The 6 Dimensions of Data Quality, Explained With Real Cases
When someone says "the data quality is bad," they're not saying much. Data can fail in very different ways: being incomplete, being wrong, contradicting itself, arriving late, having the wrong format, or being duplicated. Each of these failures is a different dimension of quality, requires a different measurement, and generates a different business impact. Understanding all six is the first step to building a data quality program that solves real problems.
Why Distinguishing the Dimensions Matters
A 94% overall quality rate can hide very different realities. A domain with 94% completeness and 100% accuracy has a manageable problem: there are empty fields that can be recovered. A domain with 100% completeness and 94% accuracy has a more serious problem: every field has a value, but one in sixteen values is wrong, and that's much harder to detect and fix.
The six data quality dimensions are the industry standard per DAMA-DMBOK and the implicit reference of AI Act Article 10 when it requires training data to be "relevant, representative, error-free, and complete to the extent possible." Each of those words points to a specific dimension.
1. Completeness: The Most Visible and Most Ignored Problem
Completeness measures whether all required values are present. It's the easiest dimension to detect automatically — a null field is a null field — and, paradoxically, one of the most ignored in quality programs because it's seen as a minor problem.
Qué mide exactamente
There are three levels of completeness worth distinguishing. Field completeness measures what percentage of records have a value in a specific field. Record completeness measures what percentage of mandatory fields have a value in a given record. Entity completeness measures whether all expected records exist for an entity (for example, whether every product in the catalog has at least one associated price).
Casos reales de impacto
In an e-commerce system, 8% of order records have an empty shipping address field. The data is operationally correct during checkout because the address is pulled in real time from the customer's profile. But when that order is exported to the logistics system, which expects the address embedded in the record, 8% of orders fail silently. The problem wasn't data quality at the source: it was incompleteness in the integration format.
In a training dataset for a credit scoring model, 12% of records have an empty payment history field. The model learns to make decisions without that field, but in production that field is usually present. The model doesn't generalize well because it learned from a biased subset of reality.
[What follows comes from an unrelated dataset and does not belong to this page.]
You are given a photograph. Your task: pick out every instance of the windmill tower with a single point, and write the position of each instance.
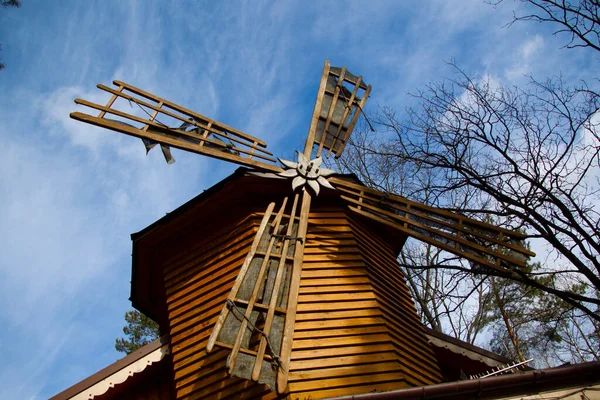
(271, 288)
Cómo medirla y qué umbral fijar
In dbt: not_null test per field. In Soda: missing_count
and missing_percent. The threshold depends on the field: 100%
for primary and foreign keys, ≥ 99% for critical business fields, ≥ 95% for
relevant optional fields.
2. Accuracy: The Costliest and Hardest-to-Detect Failure
Accuracy measures whether a data value correctly reflects the reality it's meant to represent. It's the most critical dimension for decision quality and the hardest to measure automatically, because it requires knowing the reality to compare the data against.
Qué mide exactamente
Data can be present, correctly formatted, and technically valid, and still be inaccurate. A recorded weight of 75 kg when the real weight is 82 kg is complete, valid, and exactly wrong. The name "John Smith" assigned to a person actually named "John Doe" meets every validity criterion and is completely inaccurate.
Casos reales de impacto
In an asset management system, a fixed asset's book value is wrong in 3% of cases due to errors in manual depreciation entries. Balance sheets reconcile — because the errors offset each other in many cases — but per-asset profitability analyses are systematically wrong. The problem has been in the system for years because no automated control catches it: the values are within the expected range and have the correct format.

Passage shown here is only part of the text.